Is the drought busted?
The U.S. crops have been devastated this summer by drought, with very dry/hot weather in June and July.
The inclement weather tanked corn yields by 25% below 'trend', and dropped current USDA soybean estimates to 36 bu/acre, well below trend of 43.5 bu. So, the terrible US weather in June and July, with record heat and about 50% of normal precip across much of the Corn Belt devastated yield potential of the US crop.
However, since August temps have been cooler than normal, not just by a little bit, but 4-12 degrees below normal. There is no question that the heat part of the 2012 summer drought has ended, as the forecast the next two weeks is for well below normal temps. If that is true, August will go down as cooler than normal. So far, though, the rainfall that usually accompanies cool weather has not occurred. Sure, we have had more rain in August than in June or July, but it hasn't necessarily been wet, either. Some states have had great weather, with rains making soybean fields resuscitated and yield potential restored in many cases (like the northern Corn Belt states of MN, SD, and ND).
However, the question remains of whether or not soybean yields are actually improving. So far, in Pro Ag yield models, corn has increased a few bushels the past few weeks (which is surprising because most believe corn cannot be helped), but soybean yield models are still indicating yields below 38 bu/acre (about 37.7 bu/acre). USDA yield projections are even lower as of August 1, at slightly more than 36 bu/acre. But has it improved in August?
The question is important, as if soybean yields can improve from August forward, then that frees up SAM acreage to be planted to corn. If US yields can be revived to 38 bu, or even 40 bu/acre in soybeans due to ideal weather in August, it could have a tremendous impact on the supply/demand fundamentals of the market. And of course, the same impact on prices.

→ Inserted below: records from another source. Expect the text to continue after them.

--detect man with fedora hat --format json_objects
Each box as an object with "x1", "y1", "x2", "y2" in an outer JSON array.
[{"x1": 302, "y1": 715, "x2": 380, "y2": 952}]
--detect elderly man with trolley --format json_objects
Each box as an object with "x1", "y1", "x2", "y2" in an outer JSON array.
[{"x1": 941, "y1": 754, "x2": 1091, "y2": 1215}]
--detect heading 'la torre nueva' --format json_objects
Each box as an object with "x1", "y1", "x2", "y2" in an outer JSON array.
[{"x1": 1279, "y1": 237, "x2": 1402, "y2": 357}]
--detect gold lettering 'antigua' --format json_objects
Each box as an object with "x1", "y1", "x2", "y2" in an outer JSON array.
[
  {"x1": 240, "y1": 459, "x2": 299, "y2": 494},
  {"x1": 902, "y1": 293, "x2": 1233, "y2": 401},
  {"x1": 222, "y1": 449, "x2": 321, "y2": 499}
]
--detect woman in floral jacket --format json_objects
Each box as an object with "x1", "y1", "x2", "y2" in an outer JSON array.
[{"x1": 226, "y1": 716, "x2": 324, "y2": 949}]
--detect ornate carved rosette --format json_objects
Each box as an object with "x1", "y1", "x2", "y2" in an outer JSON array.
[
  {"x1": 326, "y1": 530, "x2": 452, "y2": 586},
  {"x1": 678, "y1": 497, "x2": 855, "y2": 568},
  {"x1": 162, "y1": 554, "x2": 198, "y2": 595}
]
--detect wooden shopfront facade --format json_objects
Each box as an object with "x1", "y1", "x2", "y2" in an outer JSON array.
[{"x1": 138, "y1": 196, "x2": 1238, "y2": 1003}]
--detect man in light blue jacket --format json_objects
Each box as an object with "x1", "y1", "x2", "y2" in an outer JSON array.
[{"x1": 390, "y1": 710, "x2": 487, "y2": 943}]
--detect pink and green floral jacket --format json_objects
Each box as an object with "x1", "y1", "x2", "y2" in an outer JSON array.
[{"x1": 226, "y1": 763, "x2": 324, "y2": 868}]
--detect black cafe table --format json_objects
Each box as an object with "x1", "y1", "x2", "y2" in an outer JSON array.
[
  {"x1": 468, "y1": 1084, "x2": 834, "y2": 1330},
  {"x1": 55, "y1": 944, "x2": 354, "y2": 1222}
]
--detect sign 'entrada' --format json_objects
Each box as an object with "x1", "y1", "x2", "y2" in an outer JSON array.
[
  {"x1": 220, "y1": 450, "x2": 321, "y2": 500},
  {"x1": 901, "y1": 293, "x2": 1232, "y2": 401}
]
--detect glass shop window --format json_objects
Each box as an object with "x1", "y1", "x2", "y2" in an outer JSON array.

While many were talking about $10 corn and $20 soybeans in late July/early August, the change in US weather since August 1 might be making those projections a moot point. Cooler than normal weather accompanied by intermittent showers could have a tremendous impact on yield potential.
So, while the whole world is finally talking about the terrible drought of 2012, and it's finally making front page news in major media outlets, sometimes that is the final straw in the bull market. The old saying is once the grain markets become in the front pages of major media outlets, the market has probably topped!